It is wonderful that the ALS foundation has seen a huge financial windfall from its creative ice bucket challenge fundraising stunt. All terminal disease is terrible but ALS is a truly horrible disease. And there is, at the moment, little hope for effective therapies. But the ice bucket challenge has, for the moment, changed the focus of the questioning from – how to raise more funds? to what to do with the funds? And as difficult as fundraising is – using privately raised funds to spur new research for terrible diseases is, in my view, one of the most difficult challenges one can imagine.

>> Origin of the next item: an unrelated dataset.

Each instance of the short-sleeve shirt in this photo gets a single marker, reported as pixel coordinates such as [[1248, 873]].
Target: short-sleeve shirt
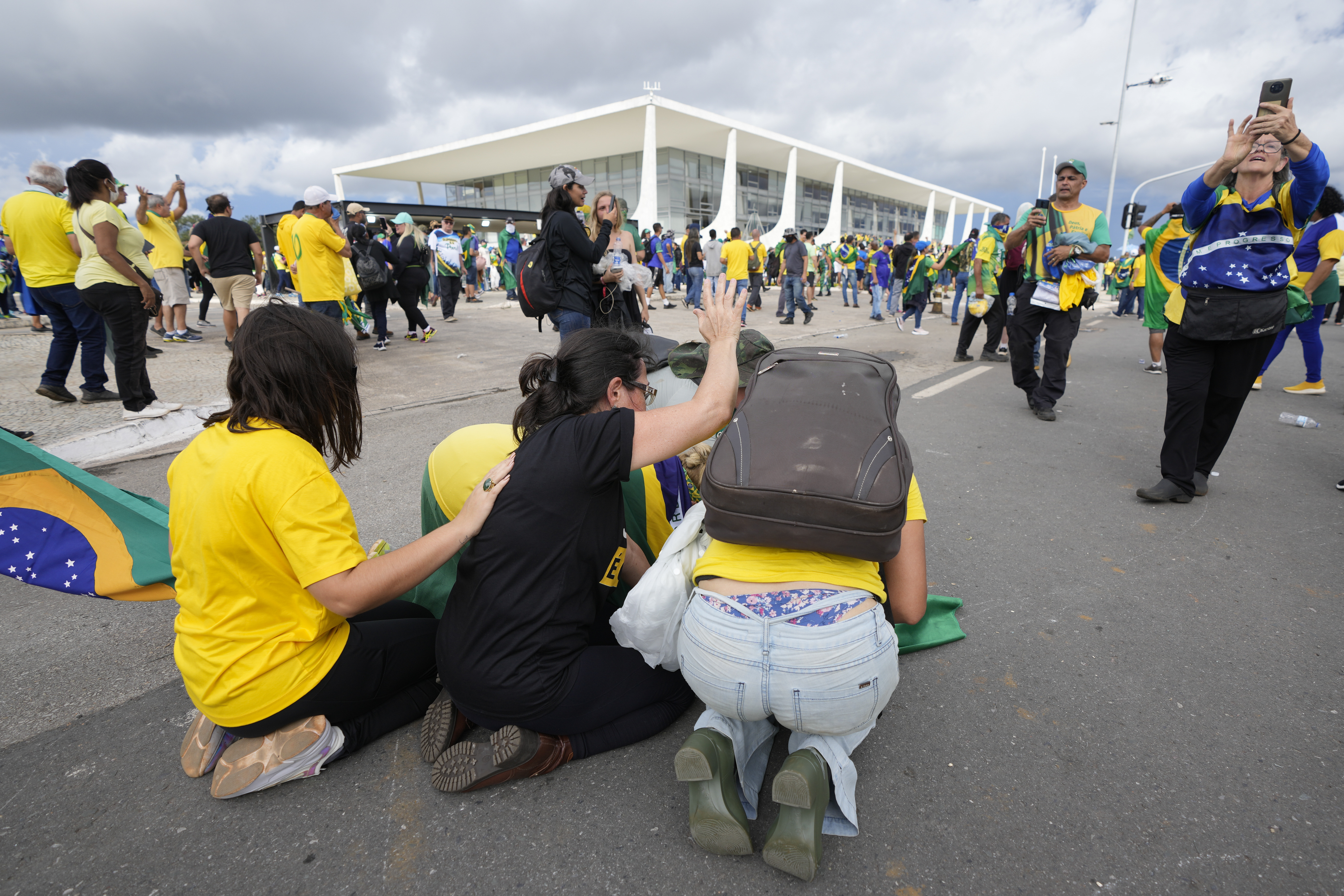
[[318, 250], [990, 253], [255, 519], [530, 584], [752, 563], [163, 234], [736, 254], [95, 268], [1085, 220], [38, 224], [230, 246]]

There will be no shortage of experts ready and willing to tell the charities where to put their funds.
Much of it will boil down to funding more of what is already being done.
ALS has always struck me as one of those diseases where we might have got ourselves into a local minima with respect to ideas. it seems like we are missing something – that to step back and really look with fresh ideas at the human disease, unbound from all our preconceived notions and scientific biases is needed. I know this seems wasteful to many in the scientific community who feel that we’ve got the right nail – what is needed is a bigger hammer.
Maybe. But I think this is where the private dollars could really make a difference. But it has to be an authentic conversation. And some of the voices really have to be new. And there has to be nothing too sacred to at least be considered for throwing under the bus. The ALS folks have shown they are willing to be really gutsy when it comes to raising funds. Now let us hope they will be equally gutsy when it comes time to spend.